A once-weekly long-acting release (LAR) formulation of exenatide submitted to the FDA for approval may provide enhanced glycemic and weight control, potentially improving patient acceptance and adherence. 36,46 In a 15-week study, exenatide once weekly produced significant reductions in HbA1c, FPG, PPG, and body weight. There were no withdrawals due to adverse events, and the formation of anti-exenatide antibodies was not predictive of therapeutic end point response or adverse safety outcome. Instances of hypoglycemia were mild and not dose related. 36 In a 30-week study comparing exenatide LAR once weekly with exenatide BID, patients given exenatide LAR once weekly had significantly greater HbA1c reductions than did patients given exenatide BID (–1.9% vs –1.5%; P = .0023). Treatment adherence was 98% with both exenatide regimens, and no episodes of major hypoglycemia occurred with either formulation regardless of background sulfonylurea use.
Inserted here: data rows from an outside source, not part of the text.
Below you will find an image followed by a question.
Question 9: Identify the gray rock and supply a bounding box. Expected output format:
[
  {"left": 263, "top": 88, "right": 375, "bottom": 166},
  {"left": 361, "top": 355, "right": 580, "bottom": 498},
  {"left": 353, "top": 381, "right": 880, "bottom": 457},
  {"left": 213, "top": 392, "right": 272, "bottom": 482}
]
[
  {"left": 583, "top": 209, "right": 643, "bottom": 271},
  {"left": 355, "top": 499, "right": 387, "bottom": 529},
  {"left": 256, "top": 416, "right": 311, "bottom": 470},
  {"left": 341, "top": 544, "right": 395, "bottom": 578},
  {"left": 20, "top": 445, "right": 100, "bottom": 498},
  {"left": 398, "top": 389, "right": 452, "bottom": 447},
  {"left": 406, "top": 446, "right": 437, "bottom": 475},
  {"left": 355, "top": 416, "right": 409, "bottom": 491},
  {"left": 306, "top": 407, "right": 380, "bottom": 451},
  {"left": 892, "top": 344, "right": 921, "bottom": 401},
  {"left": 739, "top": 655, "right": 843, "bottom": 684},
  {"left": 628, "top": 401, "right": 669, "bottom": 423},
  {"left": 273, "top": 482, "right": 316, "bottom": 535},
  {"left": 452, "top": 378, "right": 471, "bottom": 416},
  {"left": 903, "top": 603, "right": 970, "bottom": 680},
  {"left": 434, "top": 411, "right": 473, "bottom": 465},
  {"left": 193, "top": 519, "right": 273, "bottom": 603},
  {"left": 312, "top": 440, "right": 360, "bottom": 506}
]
Favorable effects on BP and lipid profile were observed with both exenatide regimens. 46
The DPP-4 inhibitors (commonly called gliptins) inhibit the proteolytic cleavage of circulating GLP-1 by binding to the DPP-4 enzyme, increasing the concentration of endogenous GLP-1 approximately two- to threefold. 49–51 These concentrations result in more prompt and appropriate secretion of insulin and suppression of glucagon in response to a carbohydrate-containing snack or meal, with the change in glucagon correlating linearly with improved glucose tolerance. 51
DPP-4 inhibitors, which are given orally, include sitagliptin and saxagliptin (approved in the United States) and vildagliptin (not approved in the United States but used in the European Union and Latin America). 8,22,33,52 Sitagliptin can be used either as monotherapy or in combination with metformin or a TZD. 8,49–55 Recently, a single-tablet formulation of sitagliptin plus metformin was granted regulatory approval. 8
When used alone or in combination with metformin or pioglitazone, sitagliptin has been associated with significant reductions in HbA1c (of ~0.5% to 0.6% when used alone, ~0.7% with metformin, and ~0.9% with pioglitazone [ P < .001 vs placebo]), with hypoglycemia occurring in 1.3% or less of the population. 54 In an 18-week study in which patients with T2DM who were inadequately controlled with metformin monotherapy were randomized to receive add-on sitagliptin (100 mg QD), rosiglitazone (8 mg QD), or placebo, sitagliptin reduced HbA1c –0.73% ( P < .001 vs placebo) and reduced body weight –0.4 kg, while rosiglitazone reduced HbA1c –0.79% and increased body weight +1.5 kg. 55
To evaluate the effectiveness of sitagliptin and metformin as initial therapy, a 54-week study was completed in 885 patients with T2DM and inadequate glycemic control (HbA1c 7.5–11%) on diet and exercise. 56 Patients were evaluated on monotherapy with either sitagliptin (100 mg QD) or metformin (1 g or 2 g QD), or on initial therapy with the two in combination (sitagliptin 100 mg + metformin 1 mg or 2 mg QD). At week 54, in the all-patients-treated analysis, mean changes in HbA1c from baseline were –1.8% with sitagliptin plus metformin 2 g QD, –1.4% with sitagliptin plus metformin 1 g QD, –1.3% with metformin 2 g QD monotherapy, –1.0% with metformin 1 g QD monotherapy, and –0.8% with sitagliptin 100 mg QD monotherapy.